Hot & Sour Clear Broth Soup
Ingredients:-
- 7 oz. of Extra Firm Tofu, drained and cut into 1/2 inch cubes
- 1 1/2 Cups of Snow Peas
- 1 Cup of Sliced Mushrooms
- 2 Medium Eggs
- 2 (32 fl. oz.) Cartons of Organic Low-Sodium Chicken/Vegetable Broth * I use Trader Joe's
- 3 Tbsp of Distilled White Vinegar
- 2 Tbsp of Rice Wine Vinegar
- 4 Tbsp of Soy Sauce
- 3 Tbsp of Corn Starch
- 3 Tbsp of Chilli Garlic Sauce
- Combine 3 tablespoons cornstarch with 3 tablespoons water in small bowl and mix thoroughly; set aside, leaving spoon in bowl. Mix remaining 1/2 teaspoon cornstarch with remaining 1 teaspoon water in small bowl; add eggs and beat with fork until combined. Set aside.
- Bring broth to boil in large saucepan set over medium-high heat. Add snow peas and cook for 4 minutes in boiling broth.

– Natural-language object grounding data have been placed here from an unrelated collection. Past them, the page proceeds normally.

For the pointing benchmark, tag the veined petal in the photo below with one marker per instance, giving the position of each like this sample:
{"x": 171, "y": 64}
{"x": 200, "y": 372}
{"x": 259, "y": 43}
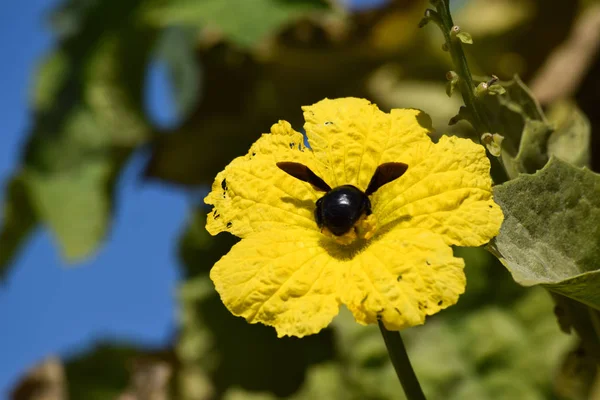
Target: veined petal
{"x": 281, "y": 278}
{"x": 352, "y": 137}
{"x": 252, "y": 194}
{"x": 446, "y": 190}
{"x": 401, "y": 278}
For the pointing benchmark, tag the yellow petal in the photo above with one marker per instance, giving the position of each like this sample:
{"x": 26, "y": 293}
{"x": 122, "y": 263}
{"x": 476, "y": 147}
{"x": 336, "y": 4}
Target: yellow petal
{"x": 282, "y": 278}
{"x": 401, "y": 278}
{"x": 446, "y": 190}
{"x": 352, "y": 137}
{"x": 252, "y": 194}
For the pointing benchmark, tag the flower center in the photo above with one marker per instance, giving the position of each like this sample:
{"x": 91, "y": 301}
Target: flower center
{"x": 363, "y": 229}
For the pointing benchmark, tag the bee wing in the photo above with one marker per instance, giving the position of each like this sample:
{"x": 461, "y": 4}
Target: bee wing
{"x": 302, "y": 172}
{"x": 385, "y": 173}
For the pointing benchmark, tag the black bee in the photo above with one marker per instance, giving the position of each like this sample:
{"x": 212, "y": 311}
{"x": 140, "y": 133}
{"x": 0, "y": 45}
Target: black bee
{"x": 341, "y": 207}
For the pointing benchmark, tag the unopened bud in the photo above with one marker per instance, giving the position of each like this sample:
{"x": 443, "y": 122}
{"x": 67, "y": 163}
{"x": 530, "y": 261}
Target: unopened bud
{"x": 493, "y": 142}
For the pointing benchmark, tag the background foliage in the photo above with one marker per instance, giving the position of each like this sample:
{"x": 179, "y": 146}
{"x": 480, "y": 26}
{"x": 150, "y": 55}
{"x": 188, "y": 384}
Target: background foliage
{"x": 236, "y": 67}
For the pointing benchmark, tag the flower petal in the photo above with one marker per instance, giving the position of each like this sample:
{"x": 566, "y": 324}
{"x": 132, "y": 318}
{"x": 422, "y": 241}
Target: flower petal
{"x": 447, "y": 190}
{"x": 252, "y": 194}
{"x": 352, "y": 137}
{"x": 281, "y": 278}
{"x": 404, "y": 276}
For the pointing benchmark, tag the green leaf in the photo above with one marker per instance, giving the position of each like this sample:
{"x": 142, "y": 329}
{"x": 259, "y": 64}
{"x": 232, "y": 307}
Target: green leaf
{"x": 74, "y": 205}
{"x": 176, "y": 48}
{"x": 551, "y": 232}
{"x": 18, "y": 220}
{"x": 570, "y": 140}
{"x": 516, "y": 115}
{"x": 496, "y": 89}
{"x": 88, "y": 117}
{"x": 245, "y": 22}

- Reduce heat to medium-low. Add mushrooms and simmer until mushrooms are just tender, about 5 minutes. Add tofu and continue to simmer for 2 minutes.

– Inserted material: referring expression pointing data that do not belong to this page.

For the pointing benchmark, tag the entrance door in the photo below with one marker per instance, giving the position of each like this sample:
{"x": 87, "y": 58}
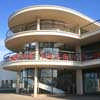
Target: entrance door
{"x": 66, "y": 81}
{"x": 54, "y": 81}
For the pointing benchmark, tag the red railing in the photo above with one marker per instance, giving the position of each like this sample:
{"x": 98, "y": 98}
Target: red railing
{"x": 17, "y": 56}
{"x": 61, "y": 56}
{"x": 90, "y": 56}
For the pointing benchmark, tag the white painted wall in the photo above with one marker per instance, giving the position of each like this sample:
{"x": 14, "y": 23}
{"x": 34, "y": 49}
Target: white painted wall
{"x": 7, "y": 75}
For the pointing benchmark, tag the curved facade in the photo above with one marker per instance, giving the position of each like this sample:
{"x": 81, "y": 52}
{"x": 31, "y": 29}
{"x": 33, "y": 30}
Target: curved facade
{"x": 50, "y": 50}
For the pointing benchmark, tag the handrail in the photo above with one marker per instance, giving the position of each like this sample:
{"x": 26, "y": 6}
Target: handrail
{"x": 44, "y": 25}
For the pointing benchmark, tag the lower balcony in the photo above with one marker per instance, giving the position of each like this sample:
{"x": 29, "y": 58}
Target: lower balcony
{"x": 17, "y": 61}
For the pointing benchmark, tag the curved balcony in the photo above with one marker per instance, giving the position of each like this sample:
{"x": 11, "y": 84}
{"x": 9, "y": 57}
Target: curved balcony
{"x": 16, "y": 61}
{"x": 44, "y": 25}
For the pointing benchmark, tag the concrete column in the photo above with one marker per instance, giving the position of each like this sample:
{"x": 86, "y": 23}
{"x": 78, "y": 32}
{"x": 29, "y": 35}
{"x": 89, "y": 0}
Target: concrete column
{"x": 38, "y": 23}
{"x": 37, "y": 51}
{"x": 35, "y": 81}
{"x": 79, "y": 82}
{"x": 18, "y": 82}
{"x": 78, "y": 50}
{"x": 79, "y": 31}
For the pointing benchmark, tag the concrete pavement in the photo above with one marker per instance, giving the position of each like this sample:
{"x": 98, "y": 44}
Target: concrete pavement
{"x": 46, "y": 97}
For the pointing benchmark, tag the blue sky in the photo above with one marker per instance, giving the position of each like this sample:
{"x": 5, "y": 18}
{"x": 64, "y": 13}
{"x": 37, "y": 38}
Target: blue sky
{"x": 90, "y": 8}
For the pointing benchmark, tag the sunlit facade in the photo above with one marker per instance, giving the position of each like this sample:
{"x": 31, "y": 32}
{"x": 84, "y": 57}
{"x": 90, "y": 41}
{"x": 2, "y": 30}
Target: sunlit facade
{"x": 55, "y": 50}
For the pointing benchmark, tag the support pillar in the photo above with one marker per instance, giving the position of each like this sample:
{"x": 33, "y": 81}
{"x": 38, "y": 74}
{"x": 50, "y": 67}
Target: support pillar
{"x": 38, "y": 23}
{"x": 35, "y": 82}
{"x": 79, "y": 82}
{"x": 18, "y": 83}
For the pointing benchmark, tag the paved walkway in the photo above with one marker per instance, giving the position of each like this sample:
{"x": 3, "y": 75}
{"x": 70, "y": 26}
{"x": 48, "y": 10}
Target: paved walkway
{"x": 44, "y": 97}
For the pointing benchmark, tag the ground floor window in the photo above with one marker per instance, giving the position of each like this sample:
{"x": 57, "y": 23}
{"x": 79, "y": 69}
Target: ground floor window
{"x": 92, "y": 81}
{"x": 50, "y": 80}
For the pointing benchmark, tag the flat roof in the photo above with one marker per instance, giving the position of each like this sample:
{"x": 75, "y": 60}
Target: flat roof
{"x": 29, "y": 14}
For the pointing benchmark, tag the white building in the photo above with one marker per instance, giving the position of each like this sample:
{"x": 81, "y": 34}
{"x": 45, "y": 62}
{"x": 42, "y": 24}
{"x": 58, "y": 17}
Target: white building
{"x": 56, "y": 50}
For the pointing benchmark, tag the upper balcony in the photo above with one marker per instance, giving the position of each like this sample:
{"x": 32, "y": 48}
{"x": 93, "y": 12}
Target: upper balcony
{"x": 41, "y": 31}
{"x": 45, "y": 23}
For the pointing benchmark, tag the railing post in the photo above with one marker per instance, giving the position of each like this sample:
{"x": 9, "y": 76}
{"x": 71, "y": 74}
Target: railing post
{"x": 79, "y": 82}
{"x": 38, "y": 23}
{"x": 37, "y": 51}
{"x": 18, "y": 83}
{"x": 78, "y": 50}
{"x": 35, "y": 81}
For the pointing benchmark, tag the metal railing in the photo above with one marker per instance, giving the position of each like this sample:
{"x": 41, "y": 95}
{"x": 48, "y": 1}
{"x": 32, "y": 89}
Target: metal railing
{"x": 42, "y": 56}
{"x": 90, "y": 56}
{"x": 44, "y": 25}
{"x": 60, "y": 56}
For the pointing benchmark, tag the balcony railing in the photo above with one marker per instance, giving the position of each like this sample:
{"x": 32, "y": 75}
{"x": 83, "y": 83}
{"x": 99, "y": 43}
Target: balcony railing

- Stir cornstarch mixture. Add to soup and increase heat to medium-high; cook, stirring occasionally, until soup thickens and turns translucent, about 1 minute. Stir in vinegar, chili garlic sauce, and soy sauce; turn off heat.

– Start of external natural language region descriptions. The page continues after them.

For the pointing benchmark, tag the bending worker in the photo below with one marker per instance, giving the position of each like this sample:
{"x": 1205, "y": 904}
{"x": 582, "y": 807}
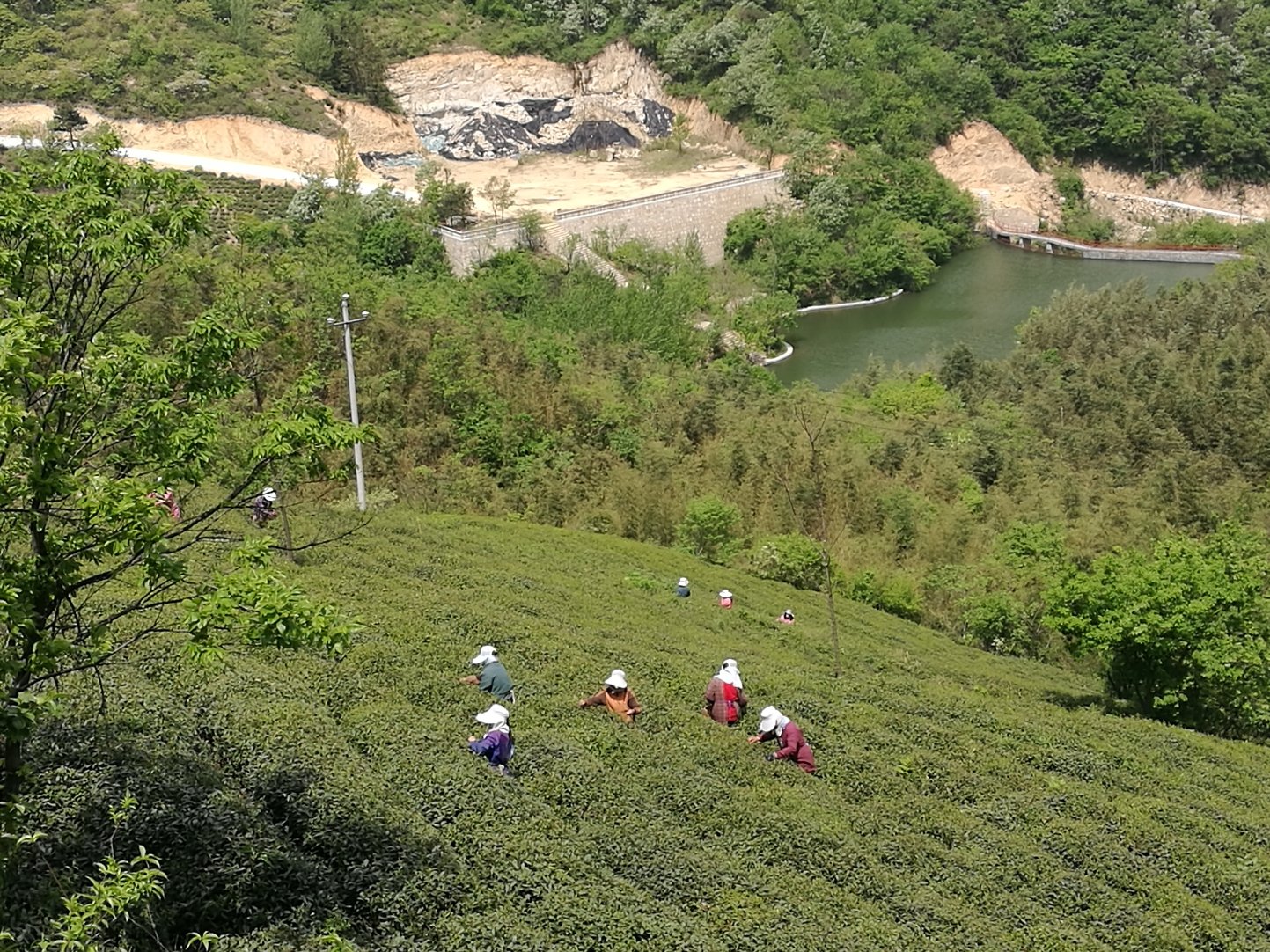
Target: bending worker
{"x": 774, "y": 725}
{"x": 496, "y": 745}
{"x": 493, "y": 676}
{"x": 616, "y": 696}
{"x": 725, "y": 701}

- Without stirring soup, use soupspoon to slowly drizzle very thin streams of egg mixture into pot in circular motion. Let soup sit 1 minute, then return saucepan to medium-high heat. Bring soup to gentle boil, then immediately remove from heat.
Ginger Vegetable & Tofu Scramble
Adapted from the recipe by Sweetest Kitchen
Ingredients:-
- 3 Tbsp Vegetable Oil
- 2 Cups of Fresh Snow Peas
- 350g Extra Firm Tofu, cubed
- 1/2 cup of Sliced Mushrooms
- 3 Large Eggs
- 1 Tbsp Crushed Red Pepper
- 1 Tsp Fresh Ginger, peeled and grated
- 2 cloves garlic, minced
- 3 Tbsp Soy Sauce
- 2 Tbsp Chilli Garlic Sauce
- Heat vegetable oil in a frying pan over medium-high heat. Add cubed tofu and lightly brown. Remove tofu from pan and set aside.
- Add a little oil/butter to the same pan and cook the eggs (scrambled) with salt and pepper and set aside.
- Heat remaining 2 tablespoons vegetable oil in same frying pan. Cook red pepper, ginger and garlic until fragrant. Add snow peas and mushrooms, and stir to evenly coat with spices. Cook for about 3 minutes.
- Return tofu and scrambled eggs to pan. Pour soy sauce and chilli garlic sauce over the snow peas, eggs and tofu in the pan and stir to evently coat.